Coleta de dados orais

Os entrevistados foram pessoas conhecedoras da região desde antes da

construção da represa, especialmente moradores da cidade velha. Chegamos até eles por

indicação de membros da equipe do CDA (Centro de Desenvolvimento Ambiente),

mantido pelos empreendedores (Tractebel Energia), que mantém um arquivo com todo

histórico de realocação, nomes e dados dos moradores do município.

Fizeram parte do grupo de entrevistados: moradores das zonas rurais (Linha

Alvorada e Linha Simon); moradores do ambiente urbano; funcionário do Horto

Florestal de Itá; funcionários do CDA com histórico de longo tempo de moradia no

local; moradores da área de entorno da represa.

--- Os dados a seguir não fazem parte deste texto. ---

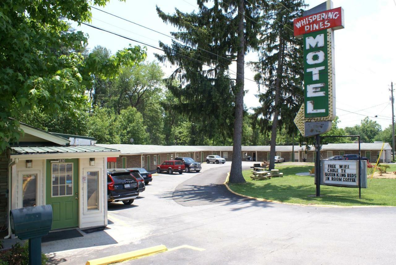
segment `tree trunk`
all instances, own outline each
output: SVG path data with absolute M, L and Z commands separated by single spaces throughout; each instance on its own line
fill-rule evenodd
M 239 0 L 238 5 L 239 21 L 238 24 L 238 52 L 236 55 L 236 89 L 235 98 L 235 119 L 234 123 L 232 160 L 230 173 L 230 182 L 246 182 L 242 175 L 242 123 L 244 108 L 244 78 L 245 64 L 245 36 L 244 30 L 244 0 Z
M 268 169 L 275 168 L 275 148 L 276 146 L 276 132 L 278 129 L 278 117 L 279 115 L 278 105 L 280 94 L 280 85 L 282 83 L 282 72 L 283 70 L 283 40 L 282 39 L 282 30 L 279 32 L 279 51 L 278 55 L 278 68 L 276 69 L 276 80 L 275 82 L 275 103 L 274 104 L 274 119 L 272 120 L 272 129 L 271 131 L 271 140 L 270 145 L 270 165 Z

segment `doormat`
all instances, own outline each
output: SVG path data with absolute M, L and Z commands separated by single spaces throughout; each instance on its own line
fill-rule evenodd
M 55 240 L 63 240 L 63 239 L 69 239 L 75 237 L 84 237 L 81 233 L 78 232 L 76 229 L 72 229 L 70 230 L 63 230 L 57 232 L 51 232 L 41 238 L 41 242 L 50 242 Z
M 98 226 L 97 227 L 93 227 L 92 228 L 88 228 L 88 229 L 81 229 L 81 231 L 84 233 L 89 234 L 94 232 L 98 232 L 99 231 L 103 231 L 106 228 L 105 226 Z

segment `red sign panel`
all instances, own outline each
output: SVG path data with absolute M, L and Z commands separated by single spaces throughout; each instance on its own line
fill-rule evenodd
M 293 25 L 294 36 L 297 37 L 327 28 L 343 28 L 344 10 L 341 7 L 337 8 L 299 17 L 294 20 Z

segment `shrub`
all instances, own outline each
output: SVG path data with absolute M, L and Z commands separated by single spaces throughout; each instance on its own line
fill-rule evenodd
M 45 265 L 48 259 L 41 254 L 41 264 Z M 17 243 L 11 249 L 0 252 L 0 265 L 28 265 L 29 246 L 27 242 L 23 244 Z
M 390 167 L 390 166 L 388 165 L 384 165 L 383 164 L 379 164 L 378 167 L 379 167 L 379 168 L 383 168 L 383 173 L 386 173 L 386 169 Z

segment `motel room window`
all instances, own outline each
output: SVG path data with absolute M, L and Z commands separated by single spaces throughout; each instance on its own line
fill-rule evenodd
M 107 168 L 117 168 L 117 162 L 107 162 Z
M 99 172 L 88 171 L 87 172 L 87 206 L 88 211 L 99 209 Z
M 73 163 L 54 163 L 51 165 L 52 197 L 73 195 Z
M 22 207 L 36 206 L 37 174 L 26 174 L 22 177 Z

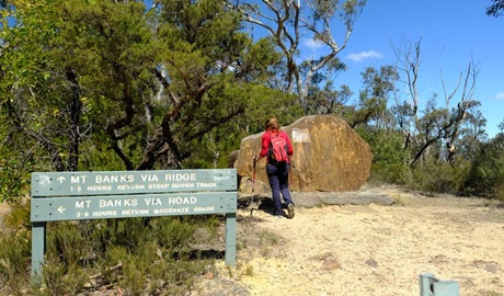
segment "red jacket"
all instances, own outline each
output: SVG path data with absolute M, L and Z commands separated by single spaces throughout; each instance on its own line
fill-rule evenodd
M 272 143 L 272 134 L 273 133 L 277 133 L 277 132 L 266 130 L 266 132 L 263 133 L 262 144 L 261 144 L 261 153 L 260 153 L 261 157 L 266 157 L 267 156 L 267 151 L 270 150 L 270 144 Z M 294 148 L 293 148 L 293 144 L 290 143 L 289 136 L 284 130 L 279 130 L 278 134 L 287 143 L 287 155 L 293 156 L 294 155 Z M 266 159 L 267 159 L 267 157 L 266 157 Z M 287 159 L 287 163 L 289 163 L 289 162 L 290 162 L 290 158 Z

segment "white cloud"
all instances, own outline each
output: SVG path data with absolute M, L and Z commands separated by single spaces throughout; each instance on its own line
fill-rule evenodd
M 352 59 L 353 61 L 362 61 L 366 58 L 382 58 L 383 56 L 375 50 L 360 52 L 358 54 L 350 54 L 346 58 Z
M 317 49 L 323 46 L 323 43 L 310 38 L 310 39 L 303 39 L 302 45 L 316 52 Z

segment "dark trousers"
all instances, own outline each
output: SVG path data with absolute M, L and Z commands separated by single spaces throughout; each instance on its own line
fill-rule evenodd
M 272 187 L 273 203 L 275 204 L 273 215 L 282 215 L 284 213 L 282 209 L 280 194 L 286 205 L 293 203 L 289 191 L 289 171 L 290 166 L 285 162 L 278 164 L 267 163 L 266 166 L 267 179 Z

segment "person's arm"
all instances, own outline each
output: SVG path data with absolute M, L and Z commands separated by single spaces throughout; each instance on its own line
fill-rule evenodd
M 284 137 L 285 137 L 285 140 L 287 141 L 287 156 L 289 159 L 288 161 L 289 163 L 293 163 L 294 146 L 287 133 L 284 133 Z
M 261 159 L 267 156 L 267 150 L 270 149 L 270 141 L 271 141 L 270 133 L 264 132 L 261 138 L 261 152 L 259 153 L 259 156 L 254 157 L 255 161 L 260 161 Z

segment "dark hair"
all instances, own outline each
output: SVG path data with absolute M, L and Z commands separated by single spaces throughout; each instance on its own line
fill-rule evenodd
M 264 129 L 266 130 L 279 130 L 280 124 L 276 117 L 271 117 L 266 119 L 266 124 L 264 125 Z

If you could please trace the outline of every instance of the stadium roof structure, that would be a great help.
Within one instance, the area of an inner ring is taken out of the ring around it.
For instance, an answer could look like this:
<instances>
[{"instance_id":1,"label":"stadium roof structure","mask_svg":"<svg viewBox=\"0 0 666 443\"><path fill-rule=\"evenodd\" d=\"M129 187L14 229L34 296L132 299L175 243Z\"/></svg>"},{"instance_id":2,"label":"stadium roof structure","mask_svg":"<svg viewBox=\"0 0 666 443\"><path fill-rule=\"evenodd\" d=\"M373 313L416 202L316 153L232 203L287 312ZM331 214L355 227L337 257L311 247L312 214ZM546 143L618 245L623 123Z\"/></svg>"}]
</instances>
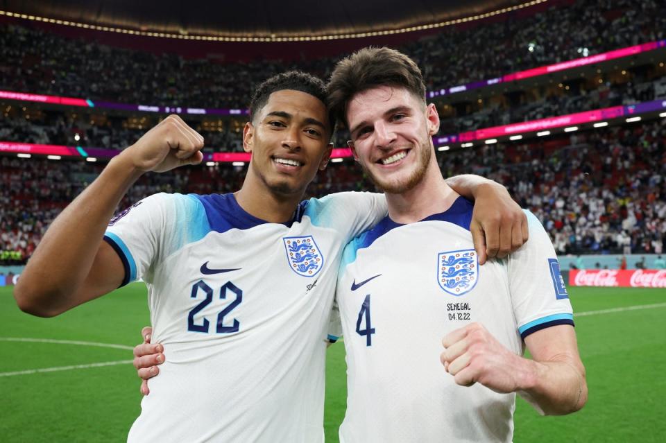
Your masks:
<instances>
[{"instance_id":1,"label":"stadium roof structure","mask_svg":"<svg viewBox=\"0 0 666 443\"><path fill-rule=\"evenodd\" d=\"M142 31L226 36L321 36L442 23L547 0L5 0L14 13Z\"/></svg>"}]
</instances>

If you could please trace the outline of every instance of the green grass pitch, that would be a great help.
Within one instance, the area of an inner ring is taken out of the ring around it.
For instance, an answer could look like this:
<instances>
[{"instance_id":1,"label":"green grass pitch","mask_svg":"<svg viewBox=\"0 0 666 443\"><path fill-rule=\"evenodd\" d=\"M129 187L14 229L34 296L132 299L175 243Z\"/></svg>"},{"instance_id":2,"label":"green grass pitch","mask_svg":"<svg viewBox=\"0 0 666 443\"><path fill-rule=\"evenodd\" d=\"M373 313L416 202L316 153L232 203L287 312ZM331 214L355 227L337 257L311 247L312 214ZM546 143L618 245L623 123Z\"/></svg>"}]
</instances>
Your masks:
<instances>
[{"instance_id":1,"label":"green grass pitch","mask_svg":"<svg viewBox=\"0 0 666 443\"><path fill-rule=\"evenodd\" d=\"M148 324L145 293L142 284L133 284L60 317L42 319L21 313L11 288L0 288L0 441L126 440L141 398L130 364L35 370L122 362L131 360L130 350L15 339L130 348ZM666 441L666 290L571 288L570 293L577 314L616 310L576 317L589 401L577 414L543 417L519 399L514 442ZM345 372L344 346L338 344L328 350L327 442L337 442L344 415Z\"/></svg>"}]
</instances>

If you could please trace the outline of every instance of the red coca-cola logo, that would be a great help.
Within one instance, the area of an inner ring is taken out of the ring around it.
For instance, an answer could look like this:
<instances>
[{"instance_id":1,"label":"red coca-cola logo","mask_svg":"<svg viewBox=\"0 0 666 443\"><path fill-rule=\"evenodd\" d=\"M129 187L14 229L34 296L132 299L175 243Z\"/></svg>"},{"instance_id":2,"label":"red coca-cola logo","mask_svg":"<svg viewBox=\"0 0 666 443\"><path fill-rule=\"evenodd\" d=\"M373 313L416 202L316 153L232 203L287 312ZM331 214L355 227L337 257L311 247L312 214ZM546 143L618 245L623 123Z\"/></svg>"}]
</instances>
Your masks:
<instances>
[{"instance_id":1,"label":"red coca-cola logo","mask_svg":"<svg viewBox=\"0 0 666 443\"><path fill-rule=\"evenodd\" d=\"M617 270L604 269L588 271L581 270L576 273L576 286L617 286Z\"/></svg>"},{"instance_id":2,"label":"red coca-cola logo","mask_svg":"<svg viewBox=\"0 0 666 443\"><path fill-rule=\"evenodd\" d=\"M629 279L629 285L633 288L666 288L666 270L637 269Z\"/></svg>"}]
</instances>

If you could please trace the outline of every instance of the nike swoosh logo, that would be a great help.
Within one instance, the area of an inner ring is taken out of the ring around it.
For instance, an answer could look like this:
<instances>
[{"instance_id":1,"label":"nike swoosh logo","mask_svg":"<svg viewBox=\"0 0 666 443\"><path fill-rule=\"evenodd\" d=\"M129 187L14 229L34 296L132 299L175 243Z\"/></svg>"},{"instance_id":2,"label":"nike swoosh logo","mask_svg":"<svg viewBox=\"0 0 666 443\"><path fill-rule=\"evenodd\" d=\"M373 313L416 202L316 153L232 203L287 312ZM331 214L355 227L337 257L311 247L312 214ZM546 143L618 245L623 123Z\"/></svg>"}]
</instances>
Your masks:
<instances>
[{"instance_id":1,"label":"nike swoosh logo","mask_svg":"<svg viewBox=\"0 0 666 443\"><path fill-rule=\"evenodd\" d=\"M210 275L211 274L221 274L223 272L230 272L232 270L239 270L240 268L236 268L235 269L211 269L208 268L208 262L201 265L201 271L202 274L205 274L206 275Z\"/></svg>"},{"instance_id":2,"label":"nike swoosh logo","mask_svg":"<svg viewBox=\"0 0 666 443\"><path fill-rule=\"evenodd\" d=\"M366 279L366 280L364 280L363 281L359 281L358 284L356 284L356 279L354 279L354 281L352 282L352 290L356 290L357 289L358 289L359 288L360 288L360 287L362 286L363 285L366 284L366 283L368 283L368 282L370 281L370 280L372 280L372 279L376 279L377 277L379 277L379 276L381 276L381 275L382 275L381 274L377 274L377 275L375 275L375 277L370 277L369 279Z\"/></svg>"}]
</instances>

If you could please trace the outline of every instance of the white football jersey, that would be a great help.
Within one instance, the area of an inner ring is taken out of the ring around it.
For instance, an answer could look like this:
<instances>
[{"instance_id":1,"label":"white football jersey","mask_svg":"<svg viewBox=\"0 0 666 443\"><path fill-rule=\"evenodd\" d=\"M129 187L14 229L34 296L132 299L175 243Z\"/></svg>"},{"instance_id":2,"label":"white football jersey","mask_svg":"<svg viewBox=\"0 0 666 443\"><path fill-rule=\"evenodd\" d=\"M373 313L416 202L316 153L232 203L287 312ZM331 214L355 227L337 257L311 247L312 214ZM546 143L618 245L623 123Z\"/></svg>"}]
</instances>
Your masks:
<instances>
[{"instance_id":1,"label":"white football jersey","mask_svg":"<svg viewBox=\"0 0 666 443\"><path fill-rule=\"evenodd\" d=\"M529 241L479 267L472 205L400 225L388 216L345 247L338 279L347 351L343 443L511 442L515 394L456 385L442 338L472 322L522 355L522 338L573 324L555 251L528 213Z\"/></svg>"},{"instance_id":2,"label":"white football jersey","mask_svg":"<svg viewBox=\"0 0 666 443\"><path fill-rule=\"evenodd\" d=\"M233 194L162 193L113 219L105 240L123 283L148 286L153 341L166 357L128 440L323 441L342 250L386 214L381 194L341 193L271 223Z\"/></svg>"}]
</instances>

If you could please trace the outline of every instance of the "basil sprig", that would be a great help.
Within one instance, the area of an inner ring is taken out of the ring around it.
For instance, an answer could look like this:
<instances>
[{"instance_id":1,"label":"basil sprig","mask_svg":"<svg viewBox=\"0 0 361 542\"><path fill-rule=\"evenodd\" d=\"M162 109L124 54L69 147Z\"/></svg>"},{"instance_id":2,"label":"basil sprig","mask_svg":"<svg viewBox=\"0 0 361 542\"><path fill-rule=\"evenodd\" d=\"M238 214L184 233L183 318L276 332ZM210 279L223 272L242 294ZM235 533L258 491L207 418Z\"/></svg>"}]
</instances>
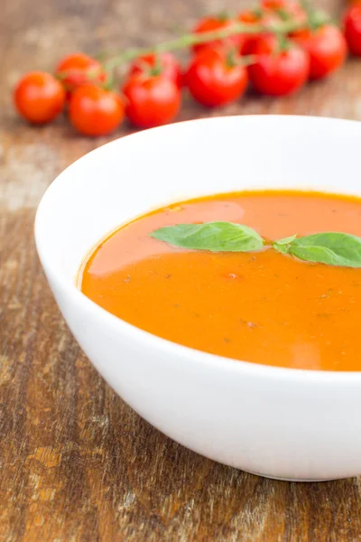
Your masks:
<instances>
[{"instance_id":1,"label":"basil sprig","mask_svg":"<svg viewBox=\"0 0 361 542\"><path fill-rule=\"evenodd\" d=\"M293 235L267 245L248 226L215 221L166 226L150 235L181 248L211 252L254 252L271 246L278 252L309 262L361 267L361 238L348 233L329 231L300 238Z\"/></svg>"},{"instance_id":2,"label":"basil sprig","mask_svg":"<svg viewBox=\"0 0 361 542\"><path fill-rule=\"evenodd\" d=\"M175 247L211 252L252 252L264 246L255 229L233 222L166 226L151 233L151 237Z\"/></svg>"},{"instance_id":3,"label":"basil sprig","mask_svg":"<svg viewBox=\"0 0 361 542\"><path fill-rule=\"evenodd\" d=\"M343 267L361 267L361 238L328 231L276 241L273 248L308 262Z\"/></svg>"}]
</instances>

Todos os participantes foram previamente esclarecidos sobre os objetivos da

pesquisa e sobre a garantia de anonimato na publicação das informações, após o que

assinaram o termo de consentimento livre e esclarecido (modelo no final deste anexo).

A todos foi solicitada autorização para gravação das entrevistas.

O roteiro para realização das entrevistas está apresentado no final deste anexo.

As falas foram gravadas em dois equipamentos de áudio, transcritas manualmente e

submetidas à análise de conteúdo clássica, conforme orientação de Richardson (ano).

Estão destacados, no quadro abaixo, os principais elementos sonoros das

paisagens das cidades velha e atual.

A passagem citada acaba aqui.